The value of such things as psychic or paranormal experiences lies in the degree to which they help us realize that the limits under which we habitually operate are not firm and fixed. Minds really are joined, space and time are not absolute limits, and so on. We all have many abilities of which we are not aware (see M-25.1:3), because we are not bodies but spirit. The transcendence of these limits, while appearing “supernatural” from the bodily perspective, is really completely natural; it is the limits that are unnatural (see M-25.2:7-8). Anything that breaks our illusion of being limited to the body and makes that illusion less solid in our perception is useful, to the degree that we use these experiences or powers under the direction of the Holy Spirit. The experiences and powers are not ends in themselves.

Our primary purpose is not to develop paranormal abilities, but to fulfill our part in God’s plan for salvation, which is simply to accept His Word about “what I am and will forever be” (2:2). In other words, spirit, complete and holy and everlasting. Notice that: my function, my part in the plan, is to accept the truth about what I am. It may seem as though that has nothing to do with anyone else, but it has everything to do with everyone else, because what I am is a part of everyone and everyone is a part of me. My illusion is that I am separate; the truth is that we all are one. To accept the truth about myself is to accept you as part of me, and us together as part of God. That involves forgiving you, forgiving the world, and forgiving God. To accept the Atonement for myself means to extend the Atonement to everyone around me; I cannot find my Self if I exclude you. To accept the fullness of my Self and my own creative power, I must cease to see myself as the victim of anyone or anything—because that is not the truth about what I am. To accept my unsullied integrity of being, I must cease to blame you for anything and realize that I am affected only by my own thoughts.

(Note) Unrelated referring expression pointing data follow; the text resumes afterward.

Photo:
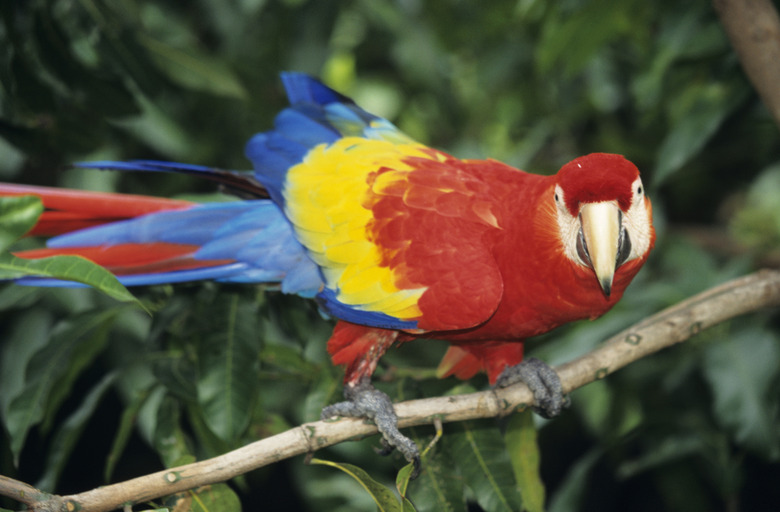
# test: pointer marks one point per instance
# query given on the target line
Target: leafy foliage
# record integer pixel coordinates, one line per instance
(532, 83)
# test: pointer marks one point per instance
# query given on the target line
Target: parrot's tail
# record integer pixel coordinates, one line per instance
(71, 210)
(145, 240)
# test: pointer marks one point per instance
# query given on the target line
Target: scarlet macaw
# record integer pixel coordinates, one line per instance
(396, 240)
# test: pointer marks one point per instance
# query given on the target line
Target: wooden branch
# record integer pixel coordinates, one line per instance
(670, 326)
(753, 26)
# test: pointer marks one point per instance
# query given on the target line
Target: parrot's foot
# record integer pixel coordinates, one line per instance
(365, 401)
(543, 382)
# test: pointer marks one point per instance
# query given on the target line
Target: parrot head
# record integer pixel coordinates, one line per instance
(604, 217)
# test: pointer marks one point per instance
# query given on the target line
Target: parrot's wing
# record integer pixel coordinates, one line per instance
(398, 230)
(240, 183)
(243, 241)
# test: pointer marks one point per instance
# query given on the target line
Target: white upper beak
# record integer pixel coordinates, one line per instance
(601, 234)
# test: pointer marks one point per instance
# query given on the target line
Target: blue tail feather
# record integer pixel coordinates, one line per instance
(254, 234)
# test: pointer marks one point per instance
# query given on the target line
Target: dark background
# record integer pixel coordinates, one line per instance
(93, 391)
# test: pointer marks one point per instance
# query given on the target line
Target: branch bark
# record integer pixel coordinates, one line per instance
(672, 325)
(753, 26)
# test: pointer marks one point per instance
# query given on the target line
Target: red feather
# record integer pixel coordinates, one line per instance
(70, 210)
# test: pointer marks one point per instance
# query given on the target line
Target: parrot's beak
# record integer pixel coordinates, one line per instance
(601, 240)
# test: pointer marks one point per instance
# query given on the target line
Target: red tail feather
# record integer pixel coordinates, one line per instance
(126, 259)
(69, 210)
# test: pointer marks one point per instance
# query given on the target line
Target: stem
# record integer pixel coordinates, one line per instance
(670, 326)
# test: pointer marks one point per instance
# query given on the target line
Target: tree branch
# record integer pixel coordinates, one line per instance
(753, 26)
(670, 326)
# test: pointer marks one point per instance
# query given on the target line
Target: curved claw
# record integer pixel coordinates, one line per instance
(365, 401)
(543, 382)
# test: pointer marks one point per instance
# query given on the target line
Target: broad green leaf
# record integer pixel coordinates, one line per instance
(439, 487)
(68, 435)
(194, 69)
(209, 498)
(29, 333)
(385, 499)
(663, 453)
(228, 380)
(51, 372)
(524, 455)
(18, 214)
(702, 110)
(480, 454)
(741, 371)
(570, 44)
(67, 268)
(169, 437)
(757, 223)
(568, 495)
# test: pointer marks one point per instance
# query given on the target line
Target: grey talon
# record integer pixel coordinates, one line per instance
(543, 382)
(364, 400)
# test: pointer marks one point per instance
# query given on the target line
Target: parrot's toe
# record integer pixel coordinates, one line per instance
(543, 382)
(363, 400)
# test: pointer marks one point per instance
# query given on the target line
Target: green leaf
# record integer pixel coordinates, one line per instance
(568, 496)
(227, 385)
(699, 113)
(18, 215)
(521, 442)
(67, 268)
(169, 437)
(194, 69)
(439, 487)
(479, 451)
(385, 499)
(68, 435)
(126, 425)
(741, 371)
(52, 371)
(209, 498)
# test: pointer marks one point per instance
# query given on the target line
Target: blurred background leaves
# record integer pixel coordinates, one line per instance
(96, 391)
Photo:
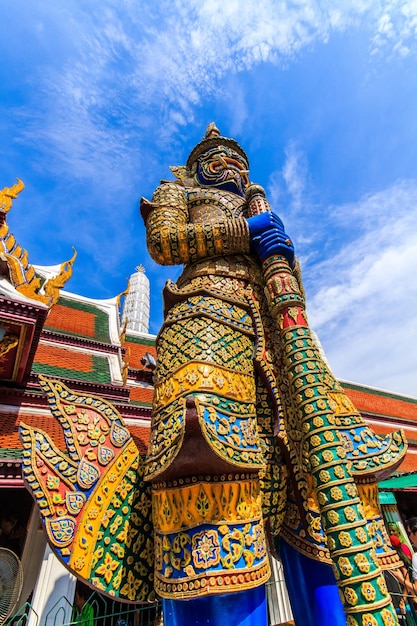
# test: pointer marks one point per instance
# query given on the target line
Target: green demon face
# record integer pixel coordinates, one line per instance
(224, 168)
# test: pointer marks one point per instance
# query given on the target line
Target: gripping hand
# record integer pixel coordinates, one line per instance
(268, 237)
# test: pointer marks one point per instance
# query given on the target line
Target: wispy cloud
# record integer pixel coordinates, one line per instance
(363, 301)
(169, 57)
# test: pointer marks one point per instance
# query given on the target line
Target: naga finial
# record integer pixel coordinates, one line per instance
(212, 131)
(8, 194)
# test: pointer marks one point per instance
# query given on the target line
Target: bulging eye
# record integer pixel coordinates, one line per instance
(215, 167)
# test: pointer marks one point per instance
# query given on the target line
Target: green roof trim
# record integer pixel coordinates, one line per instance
(378, 392)
(140, 340)
(101, 321)
(387, 497)
(144, 404)
(407, 481)
(100, 372)
(10, 453)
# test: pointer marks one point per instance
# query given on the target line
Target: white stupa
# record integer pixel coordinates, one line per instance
(136, 307)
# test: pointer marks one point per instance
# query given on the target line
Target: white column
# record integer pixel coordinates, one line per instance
(53, 594)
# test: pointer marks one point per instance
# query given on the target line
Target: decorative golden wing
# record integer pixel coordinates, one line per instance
(94, 504)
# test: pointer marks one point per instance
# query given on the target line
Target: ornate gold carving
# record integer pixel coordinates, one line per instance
(200, 377)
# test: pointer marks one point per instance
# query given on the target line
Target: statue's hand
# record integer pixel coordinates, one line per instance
(268, 237)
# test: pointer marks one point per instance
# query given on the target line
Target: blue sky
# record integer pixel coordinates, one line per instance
(99, 97)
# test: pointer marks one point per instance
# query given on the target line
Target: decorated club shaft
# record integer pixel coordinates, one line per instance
(359, 578)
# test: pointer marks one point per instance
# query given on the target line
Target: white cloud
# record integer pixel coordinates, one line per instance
(120, 61)
(363, 301)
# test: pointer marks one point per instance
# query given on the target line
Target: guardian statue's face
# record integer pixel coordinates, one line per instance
(224, 168)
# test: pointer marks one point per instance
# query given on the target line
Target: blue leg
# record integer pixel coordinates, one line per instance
(247, 608)
(312, 589)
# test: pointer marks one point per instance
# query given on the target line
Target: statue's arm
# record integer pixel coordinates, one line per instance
(172, 239)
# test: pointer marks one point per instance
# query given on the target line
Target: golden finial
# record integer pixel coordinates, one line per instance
(212, 131)
(8, 194)
(53, 285)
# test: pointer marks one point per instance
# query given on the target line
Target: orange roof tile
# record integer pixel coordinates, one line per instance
(9, 428)
(141, 394)
(382, 404)
(62, 357)
(137, 351)
(72, 320)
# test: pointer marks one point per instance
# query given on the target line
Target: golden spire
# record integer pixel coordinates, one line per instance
(8, 194)
(53, 285)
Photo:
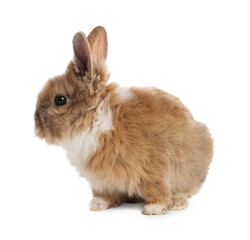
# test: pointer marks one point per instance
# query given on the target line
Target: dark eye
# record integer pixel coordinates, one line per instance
(60, 100)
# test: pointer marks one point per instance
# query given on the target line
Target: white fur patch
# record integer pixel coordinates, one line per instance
(98, 204)
(155, 209)
(123, 92)
(83, 145)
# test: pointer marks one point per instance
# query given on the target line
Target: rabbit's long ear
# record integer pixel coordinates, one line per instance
(83, 59)
(98, 44)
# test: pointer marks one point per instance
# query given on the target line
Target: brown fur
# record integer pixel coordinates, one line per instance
(155, 151)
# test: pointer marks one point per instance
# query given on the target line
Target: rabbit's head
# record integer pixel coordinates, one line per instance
(67, 102)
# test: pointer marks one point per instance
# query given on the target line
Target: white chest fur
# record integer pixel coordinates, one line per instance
(80, 148)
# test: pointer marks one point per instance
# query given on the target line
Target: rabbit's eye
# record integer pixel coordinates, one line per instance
(60, 100)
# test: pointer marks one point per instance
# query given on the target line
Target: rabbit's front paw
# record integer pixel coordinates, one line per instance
(98, 204)
(155, 209)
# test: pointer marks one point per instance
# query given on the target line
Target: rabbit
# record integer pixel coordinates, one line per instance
(131, 144)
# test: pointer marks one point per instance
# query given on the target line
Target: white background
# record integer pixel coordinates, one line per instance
(196, 50)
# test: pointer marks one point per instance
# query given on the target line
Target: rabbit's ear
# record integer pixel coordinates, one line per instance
(98, 44)
(83, 59)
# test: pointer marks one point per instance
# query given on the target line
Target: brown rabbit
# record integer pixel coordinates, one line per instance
(132, 144)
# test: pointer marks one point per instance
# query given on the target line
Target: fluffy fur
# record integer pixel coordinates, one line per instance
(132, 144)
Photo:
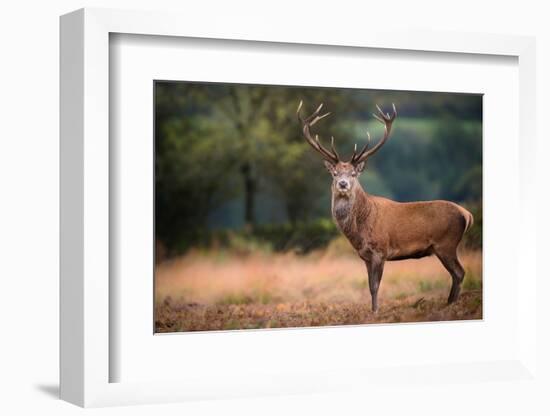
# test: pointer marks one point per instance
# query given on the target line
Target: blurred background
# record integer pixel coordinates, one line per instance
(231, 166)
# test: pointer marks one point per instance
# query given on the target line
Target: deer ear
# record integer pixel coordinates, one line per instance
(330, 167)
(360, 167)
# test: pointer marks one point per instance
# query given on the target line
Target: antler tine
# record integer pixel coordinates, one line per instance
(314, 142)
(357, 156)
(385, 119)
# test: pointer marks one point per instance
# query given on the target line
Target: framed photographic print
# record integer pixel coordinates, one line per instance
(217, 242)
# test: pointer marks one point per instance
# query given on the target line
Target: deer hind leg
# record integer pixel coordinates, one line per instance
(375, 268)
(452, 264)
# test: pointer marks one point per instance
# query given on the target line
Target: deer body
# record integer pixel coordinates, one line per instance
(380, 229)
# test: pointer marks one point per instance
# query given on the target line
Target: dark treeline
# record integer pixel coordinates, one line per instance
(231, 156)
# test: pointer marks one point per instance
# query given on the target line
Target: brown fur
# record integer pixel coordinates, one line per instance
(381, 229)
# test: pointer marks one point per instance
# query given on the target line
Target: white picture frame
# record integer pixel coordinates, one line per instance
(85, 168)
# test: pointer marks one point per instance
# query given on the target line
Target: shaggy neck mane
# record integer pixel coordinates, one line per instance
(351, 211)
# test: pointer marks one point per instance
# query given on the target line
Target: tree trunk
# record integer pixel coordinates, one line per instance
(249, 194)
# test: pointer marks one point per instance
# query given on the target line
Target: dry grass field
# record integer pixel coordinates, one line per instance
(222, 290)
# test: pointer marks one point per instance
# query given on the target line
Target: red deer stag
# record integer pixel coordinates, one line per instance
(380, 229)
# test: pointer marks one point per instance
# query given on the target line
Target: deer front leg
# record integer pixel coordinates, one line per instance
(375, 268)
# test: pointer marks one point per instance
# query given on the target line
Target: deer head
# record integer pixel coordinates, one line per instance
(344, 174)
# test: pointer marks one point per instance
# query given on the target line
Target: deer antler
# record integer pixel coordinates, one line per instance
(387, 120)
(307, 123)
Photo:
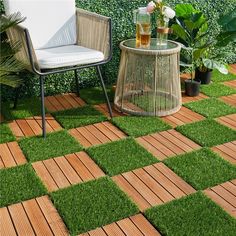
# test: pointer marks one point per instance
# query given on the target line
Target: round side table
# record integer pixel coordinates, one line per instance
(149, 81)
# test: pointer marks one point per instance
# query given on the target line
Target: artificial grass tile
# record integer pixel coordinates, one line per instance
(95, 95)
(93, 204)
(121, 156)
(6, 134)
(208, 132)
(25, 108)
(218, 77)
(211, 107)
(217, 90)
(202, 169)
(56, 144)
(138, 126)
(18, 184)
(80, 116)
(193, 215)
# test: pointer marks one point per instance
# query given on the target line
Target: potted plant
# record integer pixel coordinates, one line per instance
(191, 29)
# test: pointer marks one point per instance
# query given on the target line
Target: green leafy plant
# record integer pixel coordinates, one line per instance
(9, 66)
(191, 28)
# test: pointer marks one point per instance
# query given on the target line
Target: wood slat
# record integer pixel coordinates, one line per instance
(95, 134)
(167, 143)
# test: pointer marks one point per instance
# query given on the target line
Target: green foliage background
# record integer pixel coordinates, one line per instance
(123, 28)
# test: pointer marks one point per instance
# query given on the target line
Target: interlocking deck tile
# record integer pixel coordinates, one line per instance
(63, 102)
(231, 100)
(231, 83)
(167, 143)
(136, 225)
(64, 171)
(184, 116)
(227, 151)
(11, 155)
(186, 98)
(33, 217)
(95, 134)
(103, 108)
(32, 126)
(229, 120)
(224, 195)
(152, 185)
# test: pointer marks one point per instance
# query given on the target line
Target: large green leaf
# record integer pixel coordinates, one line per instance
(212, 64)
(228, 21)
(184, 10)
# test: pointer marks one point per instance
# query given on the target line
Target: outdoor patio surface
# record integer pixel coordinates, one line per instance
(125, 176)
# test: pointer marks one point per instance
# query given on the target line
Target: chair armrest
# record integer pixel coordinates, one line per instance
(18, 34)
(94, 31)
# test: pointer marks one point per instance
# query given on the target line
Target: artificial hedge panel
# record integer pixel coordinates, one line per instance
(123, 28)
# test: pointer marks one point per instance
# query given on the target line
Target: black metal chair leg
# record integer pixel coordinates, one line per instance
(104, 91)
(77, 81)
(42, 106)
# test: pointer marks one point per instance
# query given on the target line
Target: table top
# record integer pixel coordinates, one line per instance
(171, 47)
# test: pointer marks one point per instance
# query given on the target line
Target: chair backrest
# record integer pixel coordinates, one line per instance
(51, 23)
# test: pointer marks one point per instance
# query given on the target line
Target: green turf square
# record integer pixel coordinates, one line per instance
(93, 204)
(56, 144)
(121, 156)
(211, 108)
(138, 126)
(208, 132)
(218, 77)
(217, 90)
(95, 95)
(193, 215)
(25, 108)
(6, 134)
(202, 169)
(80, 116)
(18, 184)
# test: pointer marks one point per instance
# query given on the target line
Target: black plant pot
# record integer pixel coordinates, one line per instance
(192, 87)
(204, 77)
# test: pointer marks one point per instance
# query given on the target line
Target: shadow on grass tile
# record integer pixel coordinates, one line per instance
(211, 108)
(78, 117)
(93, 204)
(20, 183)
(25, 108)
(5, 134)
(121, 156)
(202, 169)
(208, 133)
(56, 144)
(139, 126)
(193, 215)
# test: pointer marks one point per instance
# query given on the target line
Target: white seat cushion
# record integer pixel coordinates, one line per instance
(70, 55)
(51, 23)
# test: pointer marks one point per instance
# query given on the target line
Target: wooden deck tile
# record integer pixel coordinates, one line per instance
(224, 195)
(231, 100)
(227, 151)
(152, 185)
(63, 102)
(95, 134)
(103, 108)
(229, 120)
(186, 99)
(11, 155)
(32, 126)
(61, 172)
(167, 143)
(136, 225)
(33, 217)
(231, 83)
(184, 116)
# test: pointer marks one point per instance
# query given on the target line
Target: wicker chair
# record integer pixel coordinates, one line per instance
(58, 37)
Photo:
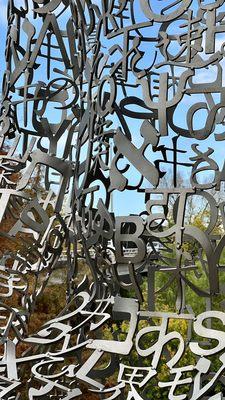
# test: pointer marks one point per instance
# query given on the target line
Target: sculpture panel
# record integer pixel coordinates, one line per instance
(112, 126)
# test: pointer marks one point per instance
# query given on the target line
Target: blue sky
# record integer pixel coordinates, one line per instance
(202, 76)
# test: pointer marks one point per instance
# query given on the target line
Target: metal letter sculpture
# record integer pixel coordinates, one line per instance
(112, 158)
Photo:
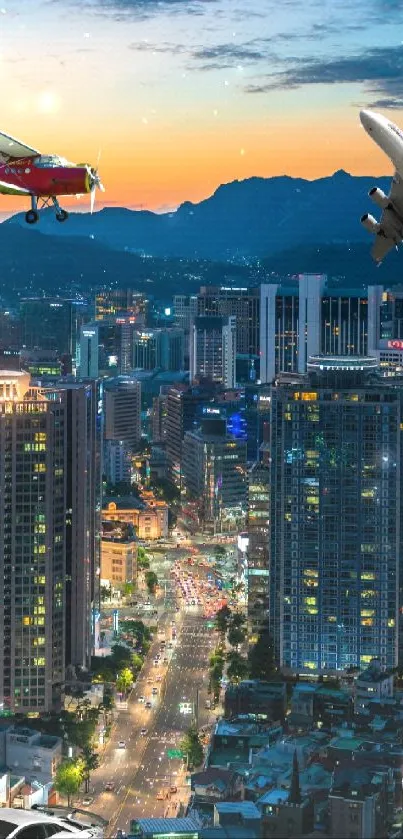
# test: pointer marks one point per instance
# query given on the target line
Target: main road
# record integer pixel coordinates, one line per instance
(135, 759)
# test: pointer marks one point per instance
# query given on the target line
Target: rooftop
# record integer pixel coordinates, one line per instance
(247, 809)
(165, 826)
(349, 363)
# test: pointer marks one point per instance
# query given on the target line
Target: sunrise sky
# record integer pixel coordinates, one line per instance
(182, 95)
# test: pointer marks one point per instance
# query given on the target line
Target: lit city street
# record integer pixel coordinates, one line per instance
(135, 766)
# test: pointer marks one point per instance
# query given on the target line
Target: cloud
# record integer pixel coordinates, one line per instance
(379, 69)
(121, 10)
(228, 55)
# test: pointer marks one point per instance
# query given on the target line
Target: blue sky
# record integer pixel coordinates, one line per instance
(182, 95)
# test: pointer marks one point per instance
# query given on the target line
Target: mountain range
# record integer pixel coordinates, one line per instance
(246, 231)
(242, 220)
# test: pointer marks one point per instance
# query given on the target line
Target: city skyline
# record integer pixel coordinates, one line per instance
(182, 95)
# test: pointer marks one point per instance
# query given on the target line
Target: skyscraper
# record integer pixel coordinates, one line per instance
(32, 545)
(257, 525)
(213, 349)
(308, 318)
(121, 301)
(214, 471)
(335, 516)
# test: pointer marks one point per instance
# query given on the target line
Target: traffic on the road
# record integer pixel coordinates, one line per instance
(142, 772)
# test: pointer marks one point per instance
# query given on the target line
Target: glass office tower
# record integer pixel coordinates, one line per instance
(335, 516)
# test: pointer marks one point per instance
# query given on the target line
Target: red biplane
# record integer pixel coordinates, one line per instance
(25, 171)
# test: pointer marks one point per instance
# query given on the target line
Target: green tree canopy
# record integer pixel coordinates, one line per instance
(124, 680)
(90, 761)
(151, 581)
(191, 747)
(222, 620)
(69, 777)
(237, 667)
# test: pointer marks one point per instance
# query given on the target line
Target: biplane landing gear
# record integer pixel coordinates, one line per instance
(32, 216)
(61, 215)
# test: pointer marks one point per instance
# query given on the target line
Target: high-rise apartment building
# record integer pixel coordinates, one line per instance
(185, 311)
(296, 322)
(257, 526)
(32, 545)
(335, 539)
(122, 406)
(214, 472)
(241, 303)
(213, 349)
(158, 348)
(121, 301)
(51, 323)
(83, 474)
(183, 408)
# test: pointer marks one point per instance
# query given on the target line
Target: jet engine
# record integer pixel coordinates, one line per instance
(378, 197)
(370, 223)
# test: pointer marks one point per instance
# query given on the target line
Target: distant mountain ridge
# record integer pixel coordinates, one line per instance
(242, 221)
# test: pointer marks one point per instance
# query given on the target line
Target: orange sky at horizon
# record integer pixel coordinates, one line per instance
(161, 169)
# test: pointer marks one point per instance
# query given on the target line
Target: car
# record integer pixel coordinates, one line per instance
(17, 824)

Today, I will relax and let go of bodily limits. I will look at the limits I believe in and remind myself they are unreal. I will cease to “value what is valueless” (W-133.Heading) and let go of my investment in my body. I will care for it as I would any useful possession, but I will try to undo, at least a little, my attachment to it and my feeling of identity with it. It will die. It will cease to be, but I will not, for I am spirit. I will accept this reality about myself because this is my part in God’s plan for salvation.